Comparing the appearance of "Recognition accuracy (recognition rate) XX%"

Takashi Okura
Hello everyone!
In my previous article,Regarding the "recognition accuracy (recognition rate)" of voice recognition", in which we introduced how to calculate the recognition accuracy (recognition rate) of voice recognition.
Regarding the "recognition accuracy (recognition rate)" of speech recognition
AmiVoice Cloud Platform-Tech Blog
However, even if you are told that the recognition accuracy is XX%, it is difficult to know what the actual recognition results look like. AmiVoice users often ask, "They say the recognition accuracy is XX%, but is it actually usable?"
To be honest, it is difficult to give an absolute standard such as "If the recognition accuracy is XX%, it is usable!". Therefore, in this article, we will look at several sentences with different recognition accuracy and compare them.So this is what "recognition accuracy ○○%" looks like!I hope that you will have this image in mind.
Recognition accuracy calculation formula
First, let us show you the formula for calculating recognition accuracy.Character-by-character recognition accuracy" is the case.
Recognition accuracy = (N - D - S - I) / N
- N: Correct answerNumber of characters
- D: Deletion errorNumber of characters (characters that exist in the correct sentence but do not exist in the recognition result)
- S: Substitution errorNumber of characters (characters that exist in the correct sentence are replaced with different characters in the recognition result)
- I: Insertion errorNumber of characters (characters that do not exist in the correct sentence appear in the recognition result)
If the recognition result matches the correct sentence perfectly, the recognition accuracy will be 100%. The more errors there are, the lower the recognition accuracy will be.
Recognition accuracy and the "appearance" of the recognition results
In this example, the correct sentence is:
Our goal is to realize natural communication between humans and machines and create a prosperous future.
I took a sentence from our company website, "Company Profile > Business Contents." To make the recognition accuracy a round number, I set the number of characters to exactly 100, excluding punctuation marks.40 lettersIn this test, punctuation marks will not be included in the calculation of recognition accuracy.
Recognition accuracy of 50%
First, the recognition accuracy50%Let's take a look at an example of the recognition result. Please note that the following recognition result example is fictitious and was created for this blog post, and is not the result of actual recognition using AmiVoice Cloud Platform or similar.
[Recognition accuracy50%Example of recognition result:
It is about building a line that realizes communication and understanding.
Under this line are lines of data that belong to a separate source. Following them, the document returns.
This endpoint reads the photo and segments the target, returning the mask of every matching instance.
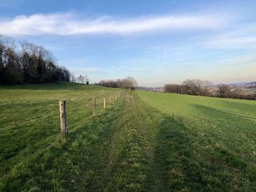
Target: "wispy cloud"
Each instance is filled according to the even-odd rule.
[[[206,47],[248,48],[256,47],[256,23],[236,26],[227,32],[211,37],[203,43]]]
[[[80,19],[72,13],[20,15],[0,20],[0,34],[6,35],[129,34],[159,30],[212,29],[222,26],[214,15],[157,15],[132,18],[101,17]]]

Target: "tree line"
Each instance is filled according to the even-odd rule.
[[[59,66],[53,53],[42,46],[0,35],[0,83],[42,83],[69,81],[70,72]]]
[[[181,85],[166,84],[164,90],[165,93],[256,100],[256,93],[246,94],[241,88],[233,88],[225,84],[214,87],[212,82],[197,79],[187,80]]]
[[[129,90],[134,90],[138,86],[137,81],[131,77],[116,80],[101,80],[98,85],[108,88],[127,88]]]

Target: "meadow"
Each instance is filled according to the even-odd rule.
[[[0,191],[255,191],[255,101],[117,91],[0,87]]]

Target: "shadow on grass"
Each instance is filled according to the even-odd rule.
[[[154,152],[161,181],[159,191],[234,191],[255,187],[255,165],[207,139],[182,118],[164,117],[159,124]]]

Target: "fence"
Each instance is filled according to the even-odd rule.
[[[121,95],[121,91],[118,91],[117,93],[116,93],[113,96],[110,97],[109,100],[109,105],[110,106],[113,103],[115,102],[115,101]],[[93,104],[92,104],[92,116],[96,116],[96,106],[97,106],[97,99],[95,97],[93,98],[92,100]],[[67,133],[67,115],[66,115],[66,101],[59,101],[59,115],[60,115],[60,120],[61,120],[61,138],[64,138]],[[106,109],[106,98],[105,96],[103,97],[103,109]]]

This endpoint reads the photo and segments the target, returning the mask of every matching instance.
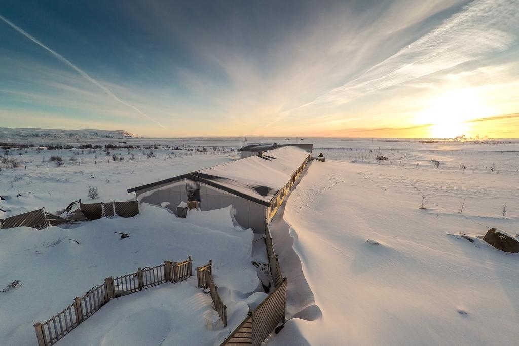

Let's calculate the recognition accuracy by comparing it with the correct sentence. The top is the correct sentence, and the bottom is the recognition result. Punctuation marks have been removed.
[Sorting results]
Peopleとmachineと OfNaturalCommunicationTheRealizedYutakaOrIfuture TheWoundTo makethe eyesMeansTo do
yarnとUnderstanding Communicationhawk IいLaInnCreateboatWhat to do differenceTo doI
Recognition accuracy = (40 - 9 - 7 - 4) / 40 = 0.5 = 50%
What do you think? The only word that is correct is "communication," and the meaning of the sentence is not conveyed. With this level of recognition accuracy, for example, even if the spoken content is recognized by speech recognition and displayed as subtitles, the meaning will not be conveyed correctly. Also, even if the speech data is converted into text by speech recognition and then manually corrected while listening to the audio to create minutes, the corrections take a considerable amount of time.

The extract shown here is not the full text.